We have six pieces of music. The opening piece, Another Eveningtime, has been pre-released, and it is embedded for you below. Brendan’s lovely partner, Helen Flunder, provides additional vocals on this. A walk in a new home, a beer beside a lake, the moon shining on lovers. Almost eight minutes of music opening with the most delicious guitar burst, and you are, indeed, back in the metaphorical arms of Perkins, the keys providing a beautiful soundscape before a rock out, the first instance of that bass guitar thundering out, played to perfection, recalling the halcyon Squire days. The protagonists sing well together, and the interplay between them in the quieter “and by the tree” passage is rather lovely before that bass thumps back into your consciousness, a guitar solo aching with feeling. A new era arrives, the choral impact lovely lighting up the closing passage. An extremely strong start to proceedings.

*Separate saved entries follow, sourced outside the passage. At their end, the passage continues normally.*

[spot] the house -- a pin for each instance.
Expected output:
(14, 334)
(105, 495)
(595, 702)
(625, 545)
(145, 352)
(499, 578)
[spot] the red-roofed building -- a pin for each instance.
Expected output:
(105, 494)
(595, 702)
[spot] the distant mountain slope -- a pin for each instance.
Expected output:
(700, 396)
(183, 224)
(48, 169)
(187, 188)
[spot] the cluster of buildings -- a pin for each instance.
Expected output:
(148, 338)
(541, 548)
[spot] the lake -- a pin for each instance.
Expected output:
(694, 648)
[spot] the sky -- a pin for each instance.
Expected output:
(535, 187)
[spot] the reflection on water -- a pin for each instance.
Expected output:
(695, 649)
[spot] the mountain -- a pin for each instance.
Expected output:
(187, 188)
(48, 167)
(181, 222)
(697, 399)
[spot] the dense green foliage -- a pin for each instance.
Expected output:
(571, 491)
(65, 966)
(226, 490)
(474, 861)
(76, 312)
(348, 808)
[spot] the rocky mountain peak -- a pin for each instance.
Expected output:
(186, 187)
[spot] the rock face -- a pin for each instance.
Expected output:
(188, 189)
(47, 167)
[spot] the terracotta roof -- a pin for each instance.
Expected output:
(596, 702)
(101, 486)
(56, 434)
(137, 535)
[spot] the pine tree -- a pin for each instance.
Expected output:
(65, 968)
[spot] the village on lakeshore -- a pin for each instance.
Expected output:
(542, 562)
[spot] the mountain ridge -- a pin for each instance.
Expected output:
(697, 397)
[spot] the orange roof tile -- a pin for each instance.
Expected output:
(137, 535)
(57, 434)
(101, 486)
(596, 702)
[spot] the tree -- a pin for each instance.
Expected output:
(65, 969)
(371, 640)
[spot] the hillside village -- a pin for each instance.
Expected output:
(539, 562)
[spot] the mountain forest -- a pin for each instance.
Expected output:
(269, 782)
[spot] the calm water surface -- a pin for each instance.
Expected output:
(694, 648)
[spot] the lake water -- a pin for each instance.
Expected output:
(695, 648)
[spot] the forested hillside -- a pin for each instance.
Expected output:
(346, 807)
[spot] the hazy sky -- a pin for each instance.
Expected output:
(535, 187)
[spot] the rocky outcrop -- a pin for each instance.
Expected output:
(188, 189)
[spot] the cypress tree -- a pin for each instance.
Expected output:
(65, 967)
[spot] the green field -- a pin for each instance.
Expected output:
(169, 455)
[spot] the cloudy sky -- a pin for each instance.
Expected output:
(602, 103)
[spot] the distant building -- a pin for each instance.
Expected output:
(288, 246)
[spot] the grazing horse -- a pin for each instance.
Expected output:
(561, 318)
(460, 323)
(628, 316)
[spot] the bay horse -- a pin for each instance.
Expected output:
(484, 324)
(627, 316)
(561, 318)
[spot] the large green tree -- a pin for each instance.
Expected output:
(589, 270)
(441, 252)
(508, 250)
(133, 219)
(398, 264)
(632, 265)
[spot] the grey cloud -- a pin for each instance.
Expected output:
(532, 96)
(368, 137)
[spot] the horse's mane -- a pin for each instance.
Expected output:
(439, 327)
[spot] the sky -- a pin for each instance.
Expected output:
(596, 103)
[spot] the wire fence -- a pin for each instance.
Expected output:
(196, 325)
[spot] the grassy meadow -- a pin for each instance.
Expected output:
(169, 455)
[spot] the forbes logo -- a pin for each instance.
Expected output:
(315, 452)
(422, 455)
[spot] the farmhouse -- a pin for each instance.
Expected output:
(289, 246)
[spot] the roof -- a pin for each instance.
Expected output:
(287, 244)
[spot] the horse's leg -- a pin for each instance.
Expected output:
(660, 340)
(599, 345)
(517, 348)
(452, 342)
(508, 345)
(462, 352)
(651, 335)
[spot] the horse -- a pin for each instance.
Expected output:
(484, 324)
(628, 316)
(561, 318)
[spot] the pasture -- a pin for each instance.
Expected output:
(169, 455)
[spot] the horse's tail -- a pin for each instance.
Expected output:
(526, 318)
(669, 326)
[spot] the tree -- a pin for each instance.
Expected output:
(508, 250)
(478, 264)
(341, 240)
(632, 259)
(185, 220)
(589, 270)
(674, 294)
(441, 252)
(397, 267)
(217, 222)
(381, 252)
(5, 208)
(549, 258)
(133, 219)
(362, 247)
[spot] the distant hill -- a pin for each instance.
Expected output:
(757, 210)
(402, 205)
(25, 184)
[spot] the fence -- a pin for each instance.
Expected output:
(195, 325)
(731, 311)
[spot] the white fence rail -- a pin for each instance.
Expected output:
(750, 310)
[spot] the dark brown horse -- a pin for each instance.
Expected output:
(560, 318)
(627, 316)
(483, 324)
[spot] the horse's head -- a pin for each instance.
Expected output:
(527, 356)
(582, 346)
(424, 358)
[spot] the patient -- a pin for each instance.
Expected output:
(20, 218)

Olivia Ruth, a traditional village shop where you can buy all you need, and much that you don’t, the song starts with a festive set of jingle notes, and that bass guitar again thumping out its lead notes. Seriously, any scholar of how to perform the four-stringed instrument needs to listen to this album, whilst the ghostly guitar adds timbre to the song, some lovely symphonic keys rising above. The song to me doesn’t just portray the shop itself, but the enigmatic nature of the subject, and, as importantly, in the instrumental passages, especially the swirling keys, the journey to the shop, full of anticipation. What are you going to find? There is a strong commercial sensibility to this song, one that really deserves to be played on radio stations which appreciate fine work.

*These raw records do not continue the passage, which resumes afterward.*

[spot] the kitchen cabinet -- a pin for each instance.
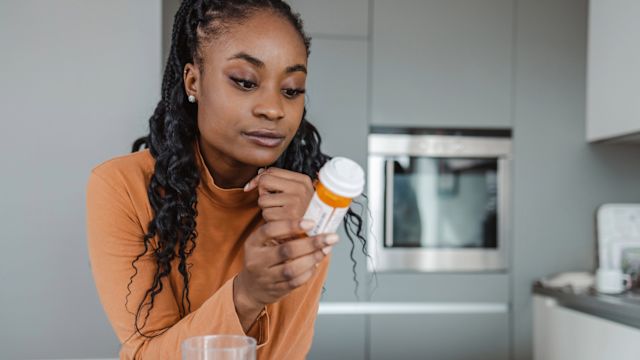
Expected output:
(337, 18)
(613, 79)
(440, 336)
(561, 333)
(339, 337)
(442, 63)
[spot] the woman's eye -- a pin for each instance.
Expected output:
(292, 93)
(244, 84)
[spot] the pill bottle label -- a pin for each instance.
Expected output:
(327, 218)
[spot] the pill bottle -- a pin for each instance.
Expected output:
(339, 181)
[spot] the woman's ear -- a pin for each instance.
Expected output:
(191, 78)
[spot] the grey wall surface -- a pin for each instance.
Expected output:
(559, 179)
(79, 80)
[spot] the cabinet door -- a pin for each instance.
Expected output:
(613, 100)
(336, 105)
(442, 63)
(339, 337)
(440, 337)
(561, 333)
(333, 17)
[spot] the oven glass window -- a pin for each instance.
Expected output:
(442, 202)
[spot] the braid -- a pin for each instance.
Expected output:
(173, 131)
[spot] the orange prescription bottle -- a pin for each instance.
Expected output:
(339, 181)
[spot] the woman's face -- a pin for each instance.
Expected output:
(250, 90)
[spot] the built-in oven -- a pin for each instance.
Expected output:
(439, 202)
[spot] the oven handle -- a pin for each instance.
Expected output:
(388, 213)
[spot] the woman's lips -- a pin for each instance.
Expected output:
(266, 138)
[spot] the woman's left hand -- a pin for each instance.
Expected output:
(283, 194)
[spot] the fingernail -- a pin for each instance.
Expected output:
(331, 239)
(307, 224)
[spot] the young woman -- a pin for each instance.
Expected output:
(190, 236)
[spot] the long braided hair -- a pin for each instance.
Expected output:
(173, 130)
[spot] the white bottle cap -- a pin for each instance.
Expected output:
(343, 177)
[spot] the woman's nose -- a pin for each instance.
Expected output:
(270, 106)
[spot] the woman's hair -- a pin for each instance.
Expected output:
(172, 132)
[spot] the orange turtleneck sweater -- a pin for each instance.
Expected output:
(118, 214)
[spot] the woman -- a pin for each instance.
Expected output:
(191, 237)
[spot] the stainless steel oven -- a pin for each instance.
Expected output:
(439, 202)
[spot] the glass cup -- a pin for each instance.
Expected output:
(219, 347)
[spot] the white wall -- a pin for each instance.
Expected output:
(78, 81)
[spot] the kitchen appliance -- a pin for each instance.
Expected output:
(618, 233)
(439, 201)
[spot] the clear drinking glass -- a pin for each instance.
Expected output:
(219, 347)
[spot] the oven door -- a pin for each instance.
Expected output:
(439, 203)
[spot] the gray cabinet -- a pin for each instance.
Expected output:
(439, 337)
(342, 18)
(613, 106)
(339, 337)
(442, 63)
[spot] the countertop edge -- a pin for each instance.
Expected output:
(616, 308)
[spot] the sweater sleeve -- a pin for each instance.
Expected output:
(115, 235)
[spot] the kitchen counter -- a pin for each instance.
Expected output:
(623, 308)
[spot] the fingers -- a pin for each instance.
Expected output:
(281, 229)
(294, 249)
(296, 272)
(278, 180)
(282, 206)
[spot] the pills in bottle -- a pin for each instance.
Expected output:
(339, 181)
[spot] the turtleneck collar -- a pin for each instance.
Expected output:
(235, 197)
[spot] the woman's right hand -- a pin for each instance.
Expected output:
(271, 272)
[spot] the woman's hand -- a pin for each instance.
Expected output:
(283, 194)
(271, 272)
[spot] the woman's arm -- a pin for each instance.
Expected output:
(114, 240)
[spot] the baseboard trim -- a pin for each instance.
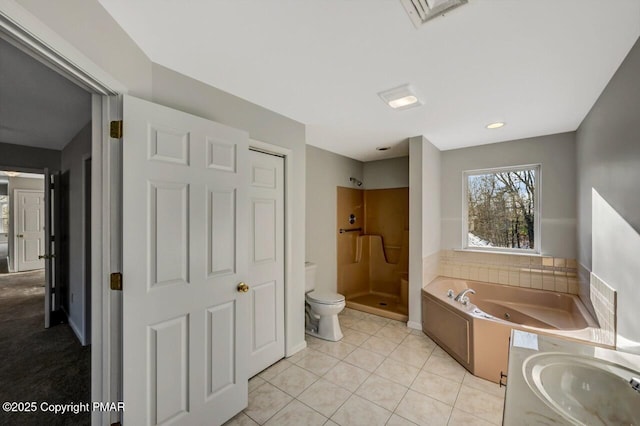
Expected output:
(415, 325)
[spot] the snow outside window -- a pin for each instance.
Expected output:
(502, 209)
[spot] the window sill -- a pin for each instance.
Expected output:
(514, 253)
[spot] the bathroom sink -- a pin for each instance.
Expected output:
(583, 390)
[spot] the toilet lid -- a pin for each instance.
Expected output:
(325, 297)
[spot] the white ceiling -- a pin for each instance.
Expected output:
(38, 107)
(538, 65)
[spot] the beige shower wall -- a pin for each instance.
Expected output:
(374, 262)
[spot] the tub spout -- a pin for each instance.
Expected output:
(462, 297)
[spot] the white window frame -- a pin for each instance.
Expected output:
(537, 208)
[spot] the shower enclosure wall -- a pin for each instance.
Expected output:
(373, 250)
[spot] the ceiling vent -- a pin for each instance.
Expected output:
(421, 11)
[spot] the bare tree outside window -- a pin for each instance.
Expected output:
(502, 208)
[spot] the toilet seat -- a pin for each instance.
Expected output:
(324, 297)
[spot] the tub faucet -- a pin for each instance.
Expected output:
(462, 297)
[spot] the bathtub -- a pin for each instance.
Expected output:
(477, 335)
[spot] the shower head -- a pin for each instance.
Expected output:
(356, 181)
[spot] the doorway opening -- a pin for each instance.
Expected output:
(45, 141)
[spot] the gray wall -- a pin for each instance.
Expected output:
(608, 153)
(556, 154)
(73, 156)
(425, 187)
(90, 29)
(28, 159)
(18, 183)
(325, 172)
(391, 173)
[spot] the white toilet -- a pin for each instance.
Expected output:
(322, 308)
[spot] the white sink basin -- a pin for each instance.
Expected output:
(583, 390)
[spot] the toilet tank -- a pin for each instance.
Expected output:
(309, 276)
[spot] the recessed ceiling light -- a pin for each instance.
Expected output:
(401, 97)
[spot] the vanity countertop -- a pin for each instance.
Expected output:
(522, 406)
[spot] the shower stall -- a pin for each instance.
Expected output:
(373, 250)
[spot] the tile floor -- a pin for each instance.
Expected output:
(381, 373)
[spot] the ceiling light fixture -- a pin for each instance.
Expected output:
(401, 97)
(421, 11)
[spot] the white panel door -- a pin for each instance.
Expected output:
(185, 222)
(29, 231)
(266, 260)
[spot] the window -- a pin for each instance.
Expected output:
(502, 209)
(4, 213)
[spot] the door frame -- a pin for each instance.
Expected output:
(15, 223)
(27, 33)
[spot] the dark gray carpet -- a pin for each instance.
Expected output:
(38, 364)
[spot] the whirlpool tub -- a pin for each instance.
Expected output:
(477, 334)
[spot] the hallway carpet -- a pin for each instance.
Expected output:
(38, 364)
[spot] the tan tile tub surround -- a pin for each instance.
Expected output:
(480, 342)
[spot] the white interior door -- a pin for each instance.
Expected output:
(266, 260)
(29, 231)
(185, 239)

Amelia’s Wedding. One who was shy, but her mother always knew that Mr Right was somewhere, waiting to be found. The day of the wedding itself might be stormy, but all fears wash away, the start of a loving journey through life together. You trust in love. Of course, such stories and scenes are not confined to rural England, but that special environment does add more than a little romance to it, perhaps far more than Piccadilly Circus. The opening orchestral notes presage the happy event, and Bren’s vocals on this are tone perfect, a tale of a well-loved woman finding her way. The bass again underpins everything here so strongly, and there is some dextrous guitar work, a very catchy beat that I think one could happily dance to at the post-ceremony party before the beautiful pastoral takes centre stage, the ceremony itself heralded by a crisp guitar solo above the bassline.
Bram’s Return (from Metro Fair) is next, a song of crunching through the city, record stores, fairs, but returning to his life in the bucolic calm of the country, leaving all the city lights behind. It is a long song, eight and a half minutes, starting with crisp and clear acoustic guitar overlaid by gentle synths. The guitar work, electric and acoustic, is very strong on this, different styles used to strong effect in a track which is perhaps the best example in recent years of mindfulness in music. The acoustic guitar lead is gorgeous, as is the electric solo taking us to denouement.

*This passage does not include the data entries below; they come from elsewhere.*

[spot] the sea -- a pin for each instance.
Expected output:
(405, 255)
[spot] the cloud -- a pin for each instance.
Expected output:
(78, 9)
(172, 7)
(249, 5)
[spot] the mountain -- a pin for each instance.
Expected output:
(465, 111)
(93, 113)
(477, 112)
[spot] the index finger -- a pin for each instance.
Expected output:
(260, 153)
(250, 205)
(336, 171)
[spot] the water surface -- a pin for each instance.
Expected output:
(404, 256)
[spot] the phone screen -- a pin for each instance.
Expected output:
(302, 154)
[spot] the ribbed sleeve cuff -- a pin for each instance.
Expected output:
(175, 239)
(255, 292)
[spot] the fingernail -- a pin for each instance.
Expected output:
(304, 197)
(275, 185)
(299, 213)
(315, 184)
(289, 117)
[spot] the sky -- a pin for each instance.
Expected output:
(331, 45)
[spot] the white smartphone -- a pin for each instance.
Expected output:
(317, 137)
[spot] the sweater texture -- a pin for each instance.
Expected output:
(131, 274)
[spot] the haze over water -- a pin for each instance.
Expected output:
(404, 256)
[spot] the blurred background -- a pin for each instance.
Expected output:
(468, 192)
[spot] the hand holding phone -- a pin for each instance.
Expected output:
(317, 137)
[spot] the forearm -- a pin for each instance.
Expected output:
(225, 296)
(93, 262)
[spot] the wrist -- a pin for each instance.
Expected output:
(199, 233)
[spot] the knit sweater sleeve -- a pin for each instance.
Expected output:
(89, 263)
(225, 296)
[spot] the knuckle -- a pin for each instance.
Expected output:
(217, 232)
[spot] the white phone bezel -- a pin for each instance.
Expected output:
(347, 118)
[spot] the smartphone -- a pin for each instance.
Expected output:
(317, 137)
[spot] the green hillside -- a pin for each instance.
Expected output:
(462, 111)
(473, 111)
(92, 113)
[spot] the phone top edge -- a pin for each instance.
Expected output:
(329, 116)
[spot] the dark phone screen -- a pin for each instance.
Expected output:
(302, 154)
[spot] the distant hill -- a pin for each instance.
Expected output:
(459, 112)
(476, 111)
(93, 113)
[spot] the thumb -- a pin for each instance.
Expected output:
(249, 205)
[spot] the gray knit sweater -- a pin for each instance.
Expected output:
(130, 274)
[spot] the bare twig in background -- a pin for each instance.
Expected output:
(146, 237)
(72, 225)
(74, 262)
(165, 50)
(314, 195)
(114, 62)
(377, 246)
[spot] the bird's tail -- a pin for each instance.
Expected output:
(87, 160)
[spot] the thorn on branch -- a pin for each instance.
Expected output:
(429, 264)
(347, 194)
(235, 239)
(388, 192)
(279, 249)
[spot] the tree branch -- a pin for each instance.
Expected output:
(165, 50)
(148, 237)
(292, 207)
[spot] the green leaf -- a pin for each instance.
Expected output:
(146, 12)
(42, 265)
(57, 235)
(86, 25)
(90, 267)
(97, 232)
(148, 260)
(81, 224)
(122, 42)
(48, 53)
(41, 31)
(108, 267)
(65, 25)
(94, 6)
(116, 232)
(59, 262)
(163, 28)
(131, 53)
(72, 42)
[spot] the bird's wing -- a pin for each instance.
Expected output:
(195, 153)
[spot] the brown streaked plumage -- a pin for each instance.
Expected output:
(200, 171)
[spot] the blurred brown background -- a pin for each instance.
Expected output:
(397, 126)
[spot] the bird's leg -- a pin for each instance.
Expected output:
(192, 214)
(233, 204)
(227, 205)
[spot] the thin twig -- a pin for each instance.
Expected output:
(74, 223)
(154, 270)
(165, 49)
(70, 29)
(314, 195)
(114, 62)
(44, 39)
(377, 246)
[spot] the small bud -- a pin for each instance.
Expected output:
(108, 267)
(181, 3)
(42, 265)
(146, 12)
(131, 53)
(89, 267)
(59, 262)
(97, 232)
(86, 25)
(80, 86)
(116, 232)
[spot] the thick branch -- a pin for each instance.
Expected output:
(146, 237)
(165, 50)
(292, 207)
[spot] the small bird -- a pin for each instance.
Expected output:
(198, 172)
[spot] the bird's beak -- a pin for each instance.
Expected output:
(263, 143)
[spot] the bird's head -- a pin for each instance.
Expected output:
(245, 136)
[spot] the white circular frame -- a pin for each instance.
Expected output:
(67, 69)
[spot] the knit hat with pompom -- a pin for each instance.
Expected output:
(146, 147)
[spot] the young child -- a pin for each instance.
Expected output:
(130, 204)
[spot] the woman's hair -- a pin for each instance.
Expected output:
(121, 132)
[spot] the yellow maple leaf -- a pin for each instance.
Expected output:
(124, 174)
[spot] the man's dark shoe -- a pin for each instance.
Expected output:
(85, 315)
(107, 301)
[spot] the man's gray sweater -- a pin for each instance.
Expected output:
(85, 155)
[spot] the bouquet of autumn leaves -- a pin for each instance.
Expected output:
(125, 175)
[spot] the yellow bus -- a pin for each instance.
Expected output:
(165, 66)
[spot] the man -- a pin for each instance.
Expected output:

Ned and Mary are two elderly residents looking back on a life of adventure, including war, and love, their companionship being the one constant. This is an extremely gentle song, the wartime short narrative distinctly darker, the bass guitar again at the heart of the song, but Perkins showing off his keyboard skills as well, including a delicate piano accompanying the central guitar solo, which is ghostly.
We close with Summer’s End, a song about the harvest festival celebrations, something mainly lost to urbanites, but still at the heart of strong farming communities. From the off, it is a joyous noise, the guitar lead crying in joy against the drumbeat of the synths, rhythmic and funky skins and bass combining to symphonic effect. A meditation of life itself, which, incidentally, could be applied to the whole album, a much-needed remedy for the relentless gloom and death spiral this country of ours seems to be in if you only read the papers or listen to the news. Perkins here offers us a timely reminder that there is much more to life than GDP & etc.
Very highly recommended. Another winner from an artist who really does deserve serious national attention.